Catholic bishops in the country, under the aegis of the Catholic Bishops Conference of Nigeria, visited President Goodluck Jonathan on Thursday with a clear message: all is not well with the country.
The bishops told the President that those they looked after as spiritual leaders were being abducted or displaced by members of the Boko Haram sect, therefore turning the congregation into refugees in their own land.
The group’s president, Bishop Ignatius Kaigama, told State House correspondents, after a closed-door meeting with Jonathan in Abuja, that that was their message to the President.

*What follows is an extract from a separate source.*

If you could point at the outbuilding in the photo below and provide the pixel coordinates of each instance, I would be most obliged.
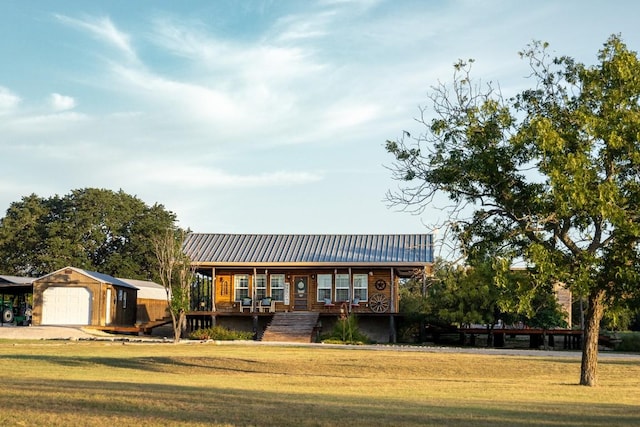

He said, “We feel that things are not right. Territorially, our land is being taken away; the people we look after are displaced, their homes, their villages and towns are captured and they are internally displaced, being refugees in their own land.
“We thought this is not right. We have families that are just stranded. We thought that the President should know. As Catholics, we have laid a good structure for relief and taking care of such situation, we want the government to collaborate with us.”
Kaigama added that the meeting with the President was based on the bishops’ concerns about the situation of security in the nation as well as political developments.
He said the meeting with the President was aimed at reminding him of what he was already aware of.
“We just wanted to remind him of things he already knows, there was nothing we said that was new, we just wanted to lay emphasis and we wanted him to know we are concerned.
“The President is already doing his bit; he has assured us that he is on top of the situation.
“They are reviewing strategies and all that and by the grace of God this terrorism that we are witnessing will soon be a thing of the past. This is the assurance we are coming away with,” he stressed.
Kaigama said they told Jonathan to involve them in the process of registering displaced people based on their knowledge.
He said, “So, we are telling government that we are aware of the wonderful effort they do, the relief they give through NEMA and other agencies, the effectiveness of the distribution is our concern.
“We are here with long years of experience, as a Catholic church we don’t discriminate, in fact 90 per cent of the people we give relief to are not Christians or even Catholics, so we should be brought on board.